We will discuss the issues of Open Source IR in an open forum. This face-to-face discussion is invaluable when considering the future direction of the movement. It will provide an opportunity to agree on standards, on unaddressed issues (gaps), and on ways to share engineering. It will provide an opportunity for those who use open source IR to work with software authors. Importantly, it will allow us to work as a community to discuss the viability of OpenSearchLab and to plan a future.
|July 2, 2012||Deadline for Paper, and Poster Submissions|
|Prepare your PDF using the ACM format|
8 page full papers, 4 page posters
Submit online using EasyChair OSIR 2012 Site
|July 23, 2012||Notification of Acceptance|
|July 30, 2012||Deadline for Camera Ready Copies|
|August 6, 2012||Deadline for 2-Paragraph Demo Abstracts|
|Submit a one-paragraph description and a one-paragraph resource requirements|
using on the EasyChair OSIR 2012 Site
|August 8, 2012||Notification of Demo Acceptance|
|August 16, 2012||SIGIR 2012 Workshop on Open Source Information Retrieval|
Submissions must be original work, not previously published elsewhere, and not currently submitted to any other conference, workshop, or journal. Submission of a paper should be regarded as an undertaking that, should the paper be accepted, at least one of the authors will attend the workshop to present the work.
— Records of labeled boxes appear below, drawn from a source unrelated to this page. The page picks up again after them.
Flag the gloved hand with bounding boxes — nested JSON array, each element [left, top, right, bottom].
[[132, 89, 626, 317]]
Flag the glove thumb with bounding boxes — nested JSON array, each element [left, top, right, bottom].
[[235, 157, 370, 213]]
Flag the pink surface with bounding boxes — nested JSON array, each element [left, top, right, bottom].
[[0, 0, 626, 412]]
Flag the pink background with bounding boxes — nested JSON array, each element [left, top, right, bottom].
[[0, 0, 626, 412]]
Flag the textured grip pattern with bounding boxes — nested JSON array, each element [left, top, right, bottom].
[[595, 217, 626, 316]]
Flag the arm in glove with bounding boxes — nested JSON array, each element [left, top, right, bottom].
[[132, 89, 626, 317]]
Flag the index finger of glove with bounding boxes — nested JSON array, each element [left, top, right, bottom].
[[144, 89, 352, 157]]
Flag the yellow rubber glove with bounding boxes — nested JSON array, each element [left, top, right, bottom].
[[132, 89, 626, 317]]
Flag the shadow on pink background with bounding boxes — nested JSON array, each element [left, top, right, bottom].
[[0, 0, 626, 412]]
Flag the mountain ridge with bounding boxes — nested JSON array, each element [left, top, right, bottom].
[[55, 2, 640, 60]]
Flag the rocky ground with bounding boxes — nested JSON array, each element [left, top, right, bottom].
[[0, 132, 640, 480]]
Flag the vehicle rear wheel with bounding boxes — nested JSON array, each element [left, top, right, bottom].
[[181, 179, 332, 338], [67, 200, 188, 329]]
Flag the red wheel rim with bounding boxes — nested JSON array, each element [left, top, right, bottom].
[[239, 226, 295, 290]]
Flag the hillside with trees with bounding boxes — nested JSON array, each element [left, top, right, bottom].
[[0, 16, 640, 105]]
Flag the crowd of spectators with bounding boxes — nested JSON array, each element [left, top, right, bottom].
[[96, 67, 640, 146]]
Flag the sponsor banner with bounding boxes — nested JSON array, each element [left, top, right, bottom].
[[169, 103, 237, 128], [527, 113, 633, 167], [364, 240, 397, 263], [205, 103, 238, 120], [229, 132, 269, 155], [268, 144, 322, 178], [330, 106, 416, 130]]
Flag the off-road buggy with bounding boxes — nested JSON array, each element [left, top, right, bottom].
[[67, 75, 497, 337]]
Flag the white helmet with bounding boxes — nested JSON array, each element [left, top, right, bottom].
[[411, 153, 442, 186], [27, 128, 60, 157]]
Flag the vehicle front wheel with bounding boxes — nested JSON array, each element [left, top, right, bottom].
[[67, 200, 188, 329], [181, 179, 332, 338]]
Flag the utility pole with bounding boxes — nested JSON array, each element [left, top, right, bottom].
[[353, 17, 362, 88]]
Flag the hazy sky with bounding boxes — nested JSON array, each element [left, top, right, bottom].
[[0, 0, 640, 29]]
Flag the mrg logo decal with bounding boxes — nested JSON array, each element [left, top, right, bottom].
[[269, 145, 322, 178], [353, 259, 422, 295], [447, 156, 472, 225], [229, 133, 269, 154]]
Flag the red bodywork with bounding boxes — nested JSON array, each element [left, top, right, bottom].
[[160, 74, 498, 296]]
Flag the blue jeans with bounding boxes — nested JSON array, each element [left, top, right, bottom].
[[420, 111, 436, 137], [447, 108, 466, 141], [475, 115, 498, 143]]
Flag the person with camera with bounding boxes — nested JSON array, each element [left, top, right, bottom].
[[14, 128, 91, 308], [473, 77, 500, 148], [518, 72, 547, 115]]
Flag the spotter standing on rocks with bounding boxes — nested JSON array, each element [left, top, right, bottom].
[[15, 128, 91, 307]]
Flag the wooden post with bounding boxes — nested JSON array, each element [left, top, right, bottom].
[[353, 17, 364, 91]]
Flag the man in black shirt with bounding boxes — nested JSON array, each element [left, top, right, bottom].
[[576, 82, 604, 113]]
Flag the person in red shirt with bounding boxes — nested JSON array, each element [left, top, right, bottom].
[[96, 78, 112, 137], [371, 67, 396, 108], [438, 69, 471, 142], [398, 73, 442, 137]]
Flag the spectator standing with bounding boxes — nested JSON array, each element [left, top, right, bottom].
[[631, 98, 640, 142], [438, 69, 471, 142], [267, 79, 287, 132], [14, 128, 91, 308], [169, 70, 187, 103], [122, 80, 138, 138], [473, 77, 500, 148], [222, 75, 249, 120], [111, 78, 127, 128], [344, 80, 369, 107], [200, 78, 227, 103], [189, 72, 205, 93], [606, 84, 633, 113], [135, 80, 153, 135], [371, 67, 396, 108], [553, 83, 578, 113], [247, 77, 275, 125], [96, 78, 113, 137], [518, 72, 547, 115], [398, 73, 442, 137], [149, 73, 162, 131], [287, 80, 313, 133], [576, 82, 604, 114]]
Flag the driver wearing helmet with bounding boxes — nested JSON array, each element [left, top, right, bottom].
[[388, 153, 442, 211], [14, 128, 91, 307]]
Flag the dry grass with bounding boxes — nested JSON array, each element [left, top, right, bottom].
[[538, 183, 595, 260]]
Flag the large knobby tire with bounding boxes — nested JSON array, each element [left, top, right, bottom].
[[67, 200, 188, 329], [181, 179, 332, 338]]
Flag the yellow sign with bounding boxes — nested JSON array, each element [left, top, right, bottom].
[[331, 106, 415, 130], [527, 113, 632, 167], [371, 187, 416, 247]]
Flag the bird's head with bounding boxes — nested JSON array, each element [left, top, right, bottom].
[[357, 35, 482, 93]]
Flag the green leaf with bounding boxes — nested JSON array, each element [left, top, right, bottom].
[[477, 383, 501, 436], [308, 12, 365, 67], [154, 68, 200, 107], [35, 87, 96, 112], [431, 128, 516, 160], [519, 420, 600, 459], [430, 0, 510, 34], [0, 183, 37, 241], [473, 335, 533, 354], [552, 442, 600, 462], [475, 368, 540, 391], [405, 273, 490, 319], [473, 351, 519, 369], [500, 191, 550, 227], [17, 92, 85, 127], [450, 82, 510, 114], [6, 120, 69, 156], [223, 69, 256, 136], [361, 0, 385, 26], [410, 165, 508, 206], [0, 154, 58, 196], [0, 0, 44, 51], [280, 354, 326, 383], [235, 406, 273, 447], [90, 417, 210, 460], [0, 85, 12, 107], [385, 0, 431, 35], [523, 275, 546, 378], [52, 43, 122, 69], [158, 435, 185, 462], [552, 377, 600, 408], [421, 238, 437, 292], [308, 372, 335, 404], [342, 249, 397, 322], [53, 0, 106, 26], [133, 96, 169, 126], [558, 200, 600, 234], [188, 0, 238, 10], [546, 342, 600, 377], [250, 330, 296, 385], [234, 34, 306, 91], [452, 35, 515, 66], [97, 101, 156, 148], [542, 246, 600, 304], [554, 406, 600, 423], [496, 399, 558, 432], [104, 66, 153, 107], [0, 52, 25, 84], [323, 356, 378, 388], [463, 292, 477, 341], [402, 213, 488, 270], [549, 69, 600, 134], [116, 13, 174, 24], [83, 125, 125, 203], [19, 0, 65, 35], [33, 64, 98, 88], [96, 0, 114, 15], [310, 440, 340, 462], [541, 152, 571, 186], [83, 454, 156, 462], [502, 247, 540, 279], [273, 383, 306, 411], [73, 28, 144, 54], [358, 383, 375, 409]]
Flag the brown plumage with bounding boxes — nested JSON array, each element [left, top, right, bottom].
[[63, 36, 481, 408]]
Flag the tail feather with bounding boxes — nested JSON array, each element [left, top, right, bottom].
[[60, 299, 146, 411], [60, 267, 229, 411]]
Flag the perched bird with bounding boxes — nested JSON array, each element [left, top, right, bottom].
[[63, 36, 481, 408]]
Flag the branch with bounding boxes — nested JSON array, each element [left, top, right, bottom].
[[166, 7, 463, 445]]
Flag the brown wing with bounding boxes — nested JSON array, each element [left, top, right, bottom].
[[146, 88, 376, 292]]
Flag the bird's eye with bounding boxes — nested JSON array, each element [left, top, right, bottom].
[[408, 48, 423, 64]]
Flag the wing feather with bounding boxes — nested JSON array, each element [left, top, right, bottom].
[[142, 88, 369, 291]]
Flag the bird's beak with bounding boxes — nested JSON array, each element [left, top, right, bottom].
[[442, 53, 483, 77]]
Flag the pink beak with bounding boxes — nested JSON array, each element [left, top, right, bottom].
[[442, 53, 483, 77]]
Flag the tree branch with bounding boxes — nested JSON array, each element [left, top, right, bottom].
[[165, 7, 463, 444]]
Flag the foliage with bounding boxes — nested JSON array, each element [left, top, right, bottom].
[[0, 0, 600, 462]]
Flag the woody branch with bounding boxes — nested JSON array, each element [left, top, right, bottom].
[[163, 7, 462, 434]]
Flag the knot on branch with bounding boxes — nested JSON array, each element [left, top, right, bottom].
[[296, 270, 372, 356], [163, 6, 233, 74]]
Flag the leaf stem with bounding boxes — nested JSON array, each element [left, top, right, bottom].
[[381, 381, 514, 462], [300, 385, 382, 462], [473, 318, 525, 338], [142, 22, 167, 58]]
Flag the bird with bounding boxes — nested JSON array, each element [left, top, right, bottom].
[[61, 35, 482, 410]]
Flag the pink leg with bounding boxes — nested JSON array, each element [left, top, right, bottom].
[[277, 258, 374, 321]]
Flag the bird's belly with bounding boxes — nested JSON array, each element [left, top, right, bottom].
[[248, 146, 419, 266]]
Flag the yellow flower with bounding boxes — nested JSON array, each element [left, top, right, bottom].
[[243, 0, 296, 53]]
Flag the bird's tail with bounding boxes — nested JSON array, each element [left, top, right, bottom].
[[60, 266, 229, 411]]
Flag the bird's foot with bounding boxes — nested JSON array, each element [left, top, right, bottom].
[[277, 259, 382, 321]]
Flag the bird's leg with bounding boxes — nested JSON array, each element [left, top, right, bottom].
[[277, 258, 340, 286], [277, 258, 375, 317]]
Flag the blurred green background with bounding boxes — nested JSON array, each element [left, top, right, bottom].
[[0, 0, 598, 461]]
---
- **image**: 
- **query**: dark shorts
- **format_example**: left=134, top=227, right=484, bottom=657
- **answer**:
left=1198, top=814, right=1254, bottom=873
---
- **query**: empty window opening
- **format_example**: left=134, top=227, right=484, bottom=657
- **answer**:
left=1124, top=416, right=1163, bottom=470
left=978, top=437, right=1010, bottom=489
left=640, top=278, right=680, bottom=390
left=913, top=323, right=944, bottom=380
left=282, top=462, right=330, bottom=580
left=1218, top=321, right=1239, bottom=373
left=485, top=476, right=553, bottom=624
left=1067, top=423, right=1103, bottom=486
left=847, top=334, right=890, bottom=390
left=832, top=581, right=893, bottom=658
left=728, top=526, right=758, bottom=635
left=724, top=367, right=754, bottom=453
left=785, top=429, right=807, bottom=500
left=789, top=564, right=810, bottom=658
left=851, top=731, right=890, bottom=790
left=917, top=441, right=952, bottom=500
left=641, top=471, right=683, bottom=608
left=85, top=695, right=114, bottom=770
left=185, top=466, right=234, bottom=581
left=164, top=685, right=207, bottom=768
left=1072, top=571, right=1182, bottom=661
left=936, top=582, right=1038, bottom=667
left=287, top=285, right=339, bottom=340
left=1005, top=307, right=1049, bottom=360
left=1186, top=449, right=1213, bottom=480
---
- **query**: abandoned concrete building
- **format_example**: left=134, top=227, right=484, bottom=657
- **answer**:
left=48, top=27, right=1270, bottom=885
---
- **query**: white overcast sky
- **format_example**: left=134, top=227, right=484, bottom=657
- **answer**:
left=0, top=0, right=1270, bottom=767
PDFs should be submitted by the deadline. Full papers are expected to be 8 pages in length in the ACM format. Posters and demos are expected to be 4 pages in length in the ACM format.
Submitted Papers, Posters, and Demos will be fully peer-reviewed by an international Program Committee.The selection process will give extra consideration to papers on search engines, particularly building a web scale live search engine, however all aspects of Information Retrieval will be considered.